Reputation: 373
I have two different accounts 1) Account one which is vendor account and they gave us AccessID and secret key for access. 2) Our Account where we have full access.
We need to copy files from Vendor S3 bucket to Our S3 bucket using boto3 Python 3.7 scripts.
What is the best function in boto3 to use to get best performance.
I tried using get_object and put_object. Problem with this scenario is I am actually reading the file body and writing it. How do we just copy from one account to another account with the faster copy mode?
Is there any setup I can do from my end to directly copy. We are okay to use Lambda as well as long as I get good performance. I cannot request any changes from vendor except that they give us access keys.
Thanks Tom
Upvotes: 1
Views: 721
Reputation: 1553
One of the fastest ways to copy data between 2 buckets is to use S3DistCp, worth to use it only if you have a lot of files to copy, it will copy them in a distributed way with an EMR cluster. Lambda function with boto3 will be an option, only if copy takes less then 5 minutes if longer you can consider using ECS tasks (basically Docker containers).
Regarding the part how to copy with boto3 you can check here. Looks like that you can do something like:
import boto3
s3_client = boto3.client('s3')
s3_resource = boto3.resource('s3')
source_bucket_name = 'src_bucket_name'
destination_bucket_name = 'dst_bucket_name'
paginator = s3_client.get_paginator('list_objects')
response_iterator = paginator.paginate(
Bucket=source_bucket_name,
Prefix='your_prefix',
PaginationConfig={
'PageSize': 1000,
}
)
objs = response_iterator.build_full_result()['Contents']

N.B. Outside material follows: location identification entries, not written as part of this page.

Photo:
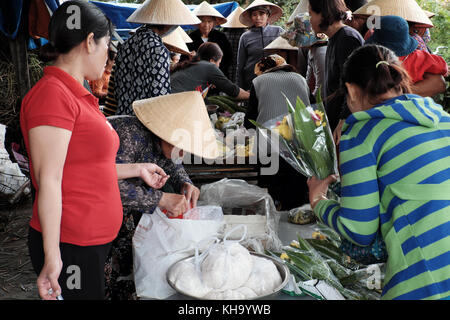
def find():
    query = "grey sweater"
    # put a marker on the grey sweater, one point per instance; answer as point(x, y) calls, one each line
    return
point(269, 89)
point(199, 76)
point(251, 50)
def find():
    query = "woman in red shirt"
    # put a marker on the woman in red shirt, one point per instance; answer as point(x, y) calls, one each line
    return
point(77, 210)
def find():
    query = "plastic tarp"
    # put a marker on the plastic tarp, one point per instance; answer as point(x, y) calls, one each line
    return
point(119, 13)
point(10, 14)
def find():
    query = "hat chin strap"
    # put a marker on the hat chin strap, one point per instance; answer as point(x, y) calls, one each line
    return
point(172, 29)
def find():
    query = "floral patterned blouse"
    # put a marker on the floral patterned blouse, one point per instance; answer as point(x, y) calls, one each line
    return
point(137, 145)
point(142, 69)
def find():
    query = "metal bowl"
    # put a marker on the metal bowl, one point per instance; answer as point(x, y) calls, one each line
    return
point(212, 108)
point(282, 269)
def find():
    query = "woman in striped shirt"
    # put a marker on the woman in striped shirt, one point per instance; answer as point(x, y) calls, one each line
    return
point(395, 176)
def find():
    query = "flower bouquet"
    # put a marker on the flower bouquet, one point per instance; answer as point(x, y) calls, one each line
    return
point(300, 34)
point(305, 138)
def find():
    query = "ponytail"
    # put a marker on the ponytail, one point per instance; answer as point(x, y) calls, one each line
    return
point(376, 70)
point(48, 53)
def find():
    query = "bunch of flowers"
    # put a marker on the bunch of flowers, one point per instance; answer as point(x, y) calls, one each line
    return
point(305, 138)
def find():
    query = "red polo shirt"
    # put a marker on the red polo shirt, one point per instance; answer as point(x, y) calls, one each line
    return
point(420, 62)
point(91, 206)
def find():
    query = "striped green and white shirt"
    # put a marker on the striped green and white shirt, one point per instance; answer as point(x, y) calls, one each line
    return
point(395, 175)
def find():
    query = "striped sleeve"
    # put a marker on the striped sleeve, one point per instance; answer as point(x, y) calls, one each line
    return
point(356, 217)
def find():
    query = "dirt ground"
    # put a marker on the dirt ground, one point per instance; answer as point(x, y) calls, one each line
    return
point(17, 278)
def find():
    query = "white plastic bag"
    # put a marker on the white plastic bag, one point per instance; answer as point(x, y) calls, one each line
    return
point(204, 213)
point(158, 243)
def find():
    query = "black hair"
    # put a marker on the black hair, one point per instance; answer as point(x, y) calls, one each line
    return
point(70, 25)
point(331, 10)
point(206, 51)
point(354, 5)
point(376, 70)
point(267, 63)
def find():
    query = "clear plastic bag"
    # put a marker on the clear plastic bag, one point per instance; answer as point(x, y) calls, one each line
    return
point(204, 213)
point(243, 203)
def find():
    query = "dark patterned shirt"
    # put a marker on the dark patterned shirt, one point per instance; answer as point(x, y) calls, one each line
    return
point(142, 69)
point(140, 145)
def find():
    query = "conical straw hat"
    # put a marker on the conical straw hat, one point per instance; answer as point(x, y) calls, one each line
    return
point(407, 9)
point(302, 7)
point(175, 43)
point(184, 35)
point(205, 9)
point(429, 13)
point(180, 119)
point(233, 19)
point(163, 12)
point(276, 12)
point(280, 43)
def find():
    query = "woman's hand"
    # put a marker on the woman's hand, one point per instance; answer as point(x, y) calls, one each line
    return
point(152, 175)
point(48, 278)
point(337, 132)
point(318, 189)
point(174, 203)
point(191, 193)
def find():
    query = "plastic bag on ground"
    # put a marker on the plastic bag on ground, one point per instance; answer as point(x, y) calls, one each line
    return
point(159, 242)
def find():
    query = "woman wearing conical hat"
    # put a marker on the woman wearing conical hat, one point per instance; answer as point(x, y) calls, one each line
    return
point(234, 29)
point(206, 32)
point(143, 63)
point(258, 16)
point(162, 130)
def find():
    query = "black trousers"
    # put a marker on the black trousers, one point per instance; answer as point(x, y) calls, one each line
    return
point(83, 272)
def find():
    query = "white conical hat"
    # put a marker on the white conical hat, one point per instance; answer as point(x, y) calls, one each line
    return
point(280, 43)
point(184, 35)
point(407, 9)
point(174, 42)
point(233, 19)
point(302, 7)
point(180, 119)
point(163, 12)
point(276, 12)
point(205, 9)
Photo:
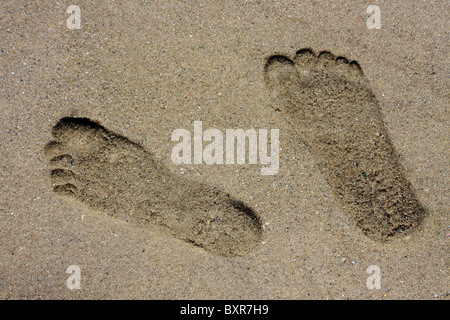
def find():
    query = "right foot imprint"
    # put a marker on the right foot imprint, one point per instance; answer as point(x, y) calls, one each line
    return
point(112, 174)
point(329, 102)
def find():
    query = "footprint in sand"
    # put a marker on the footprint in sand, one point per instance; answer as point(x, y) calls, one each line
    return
point(329, 102)
point(114, 175)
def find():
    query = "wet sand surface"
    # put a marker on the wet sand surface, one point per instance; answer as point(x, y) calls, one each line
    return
point(141, 69)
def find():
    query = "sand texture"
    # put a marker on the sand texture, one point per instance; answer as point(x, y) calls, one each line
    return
point(87, 172)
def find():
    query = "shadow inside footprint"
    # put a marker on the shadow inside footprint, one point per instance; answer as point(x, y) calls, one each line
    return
point(329, 102)
point(112, 174)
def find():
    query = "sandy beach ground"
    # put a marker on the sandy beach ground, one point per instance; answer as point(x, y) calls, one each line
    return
point(144, 68)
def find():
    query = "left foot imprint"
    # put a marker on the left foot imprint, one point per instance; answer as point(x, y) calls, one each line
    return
point(114, 175)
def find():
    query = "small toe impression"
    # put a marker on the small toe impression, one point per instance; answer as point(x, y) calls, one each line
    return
point(53, 149)
point(356, 68)
point(326, 59)
point(304, 55)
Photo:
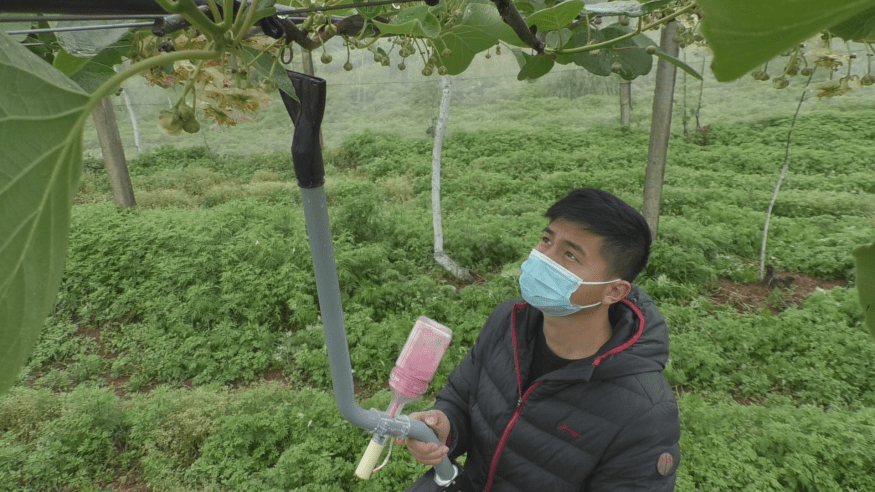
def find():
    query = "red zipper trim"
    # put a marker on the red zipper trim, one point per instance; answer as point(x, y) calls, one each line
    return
point(506, 435)
point(522, 398)
point(516, 349)
point(629, 342)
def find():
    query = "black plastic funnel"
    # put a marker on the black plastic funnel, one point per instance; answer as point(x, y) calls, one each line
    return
point(306, 114)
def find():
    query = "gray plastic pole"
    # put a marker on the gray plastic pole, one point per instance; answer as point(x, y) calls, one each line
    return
point(328, 287)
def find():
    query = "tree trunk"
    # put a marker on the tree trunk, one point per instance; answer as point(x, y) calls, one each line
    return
point(113, 154)
point(440, 256)
point(625, 102)
point(660, 128)
point(133, 117)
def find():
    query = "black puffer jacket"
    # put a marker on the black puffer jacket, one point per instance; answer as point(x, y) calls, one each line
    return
point(608, 424)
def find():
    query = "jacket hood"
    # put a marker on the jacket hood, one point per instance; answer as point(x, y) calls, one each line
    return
point(639, 343)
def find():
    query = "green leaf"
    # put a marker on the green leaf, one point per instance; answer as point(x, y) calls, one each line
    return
point(864, 258)
point(555, 17)
point(477, 29)
point(678, 63)
point(370, 12)
point(413, 21)
point(857, 28)
point(630, 9)
point(89, 43)
point(91, 73)
point(17, 26)
point(39, 176)
point(747, 33)
point(558, 39)
point(67, 63)
point(532, 66)
point(263, 64)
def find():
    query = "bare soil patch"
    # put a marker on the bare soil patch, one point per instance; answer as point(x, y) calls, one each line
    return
point(754, 297)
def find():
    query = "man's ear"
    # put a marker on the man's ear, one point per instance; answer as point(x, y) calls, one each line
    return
point(618, 291)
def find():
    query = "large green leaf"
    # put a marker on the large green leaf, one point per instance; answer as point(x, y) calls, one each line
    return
point(555, 17)
point(89, 43)
point(39, 176)
point(747, 33)
point(477, 29)
point(864, 258)
point(413, 21)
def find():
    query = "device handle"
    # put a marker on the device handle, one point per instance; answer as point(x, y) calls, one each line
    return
point(369, 459)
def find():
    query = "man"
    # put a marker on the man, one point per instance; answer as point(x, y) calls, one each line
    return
point(563, 391)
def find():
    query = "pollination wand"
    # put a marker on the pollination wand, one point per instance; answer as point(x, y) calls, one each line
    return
point(306, 113)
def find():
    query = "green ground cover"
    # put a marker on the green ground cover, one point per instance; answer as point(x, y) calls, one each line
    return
point(154, 369)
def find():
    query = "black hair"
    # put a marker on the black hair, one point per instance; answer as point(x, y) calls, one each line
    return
point(625, 233)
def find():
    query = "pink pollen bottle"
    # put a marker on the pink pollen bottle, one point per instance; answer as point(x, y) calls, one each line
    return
point(419, 360)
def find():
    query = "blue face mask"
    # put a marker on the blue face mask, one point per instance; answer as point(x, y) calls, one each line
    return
point(548, 286)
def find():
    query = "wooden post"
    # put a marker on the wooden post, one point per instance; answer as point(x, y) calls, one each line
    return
point(660, 129)
point(113, 154)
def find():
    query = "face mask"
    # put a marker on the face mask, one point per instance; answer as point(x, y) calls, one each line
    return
point(548, 286)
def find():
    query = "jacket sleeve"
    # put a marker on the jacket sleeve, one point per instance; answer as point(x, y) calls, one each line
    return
point(455, 398)
point(644, 455)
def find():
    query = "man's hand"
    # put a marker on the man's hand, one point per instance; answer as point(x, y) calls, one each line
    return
point(429, 453)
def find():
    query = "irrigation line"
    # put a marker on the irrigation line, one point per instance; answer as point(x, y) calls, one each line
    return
point(82, 28)
point(60, 18)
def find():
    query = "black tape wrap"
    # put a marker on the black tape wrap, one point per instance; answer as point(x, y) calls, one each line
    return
point(306, 114)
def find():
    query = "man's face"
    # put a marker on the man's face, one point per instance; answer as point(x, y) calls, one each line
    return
point(580, 253)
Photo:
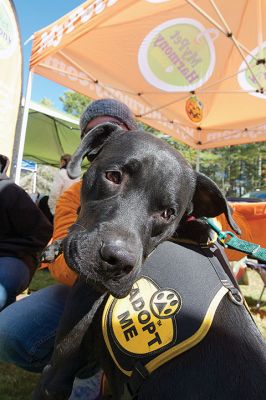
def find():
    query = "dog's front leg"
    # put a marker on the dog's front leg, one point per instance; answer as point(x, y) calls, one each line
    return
point(69, 354)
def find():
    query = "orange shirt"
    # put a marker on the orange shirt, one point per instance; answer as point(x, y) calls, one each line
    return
point(65, 215)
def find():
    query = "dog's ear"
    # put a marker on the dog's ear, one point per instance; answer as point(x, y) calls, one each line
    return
point(208, 201)
point(90, 146)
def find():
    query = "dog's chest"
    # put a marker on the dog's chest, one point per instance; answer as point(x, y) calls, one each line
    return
point(169, 309)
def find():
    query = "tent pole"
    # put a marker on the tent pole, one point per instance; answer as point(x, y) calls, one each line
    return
point(197, 161)
point(23, 129)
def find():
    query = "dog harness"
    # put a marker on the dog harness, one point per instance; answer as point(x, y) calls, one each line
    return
point(169, 310)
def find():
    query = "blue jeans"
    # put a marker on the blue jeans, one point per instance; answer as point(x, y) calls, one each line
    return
point(28, 328)
point(14, 278)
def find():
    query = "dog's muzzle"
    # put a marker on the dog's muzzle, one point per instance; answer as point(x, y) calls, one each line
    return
point(118, 260)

keys_to_copy = [o['Key'] for o in objs] # or use a generator (o['Key'] for o in objs)
for key in keys_to_copy:
print(key)
copy_source = {
'Bucket': source_bucket_name,
'Key': key
}
s3_resource.meta.client.copy(copy_source, destination_bucket_name, key)
The proposed solution first get the name of the objects to copy, then it calls the copy command for each object. To make it faster instead of using a for loop, you can use async.
If you run the code in a Lambda or ECS task remember to create a IAM role with access to both Source Bucket and Destination bucket.
Upvotes: 1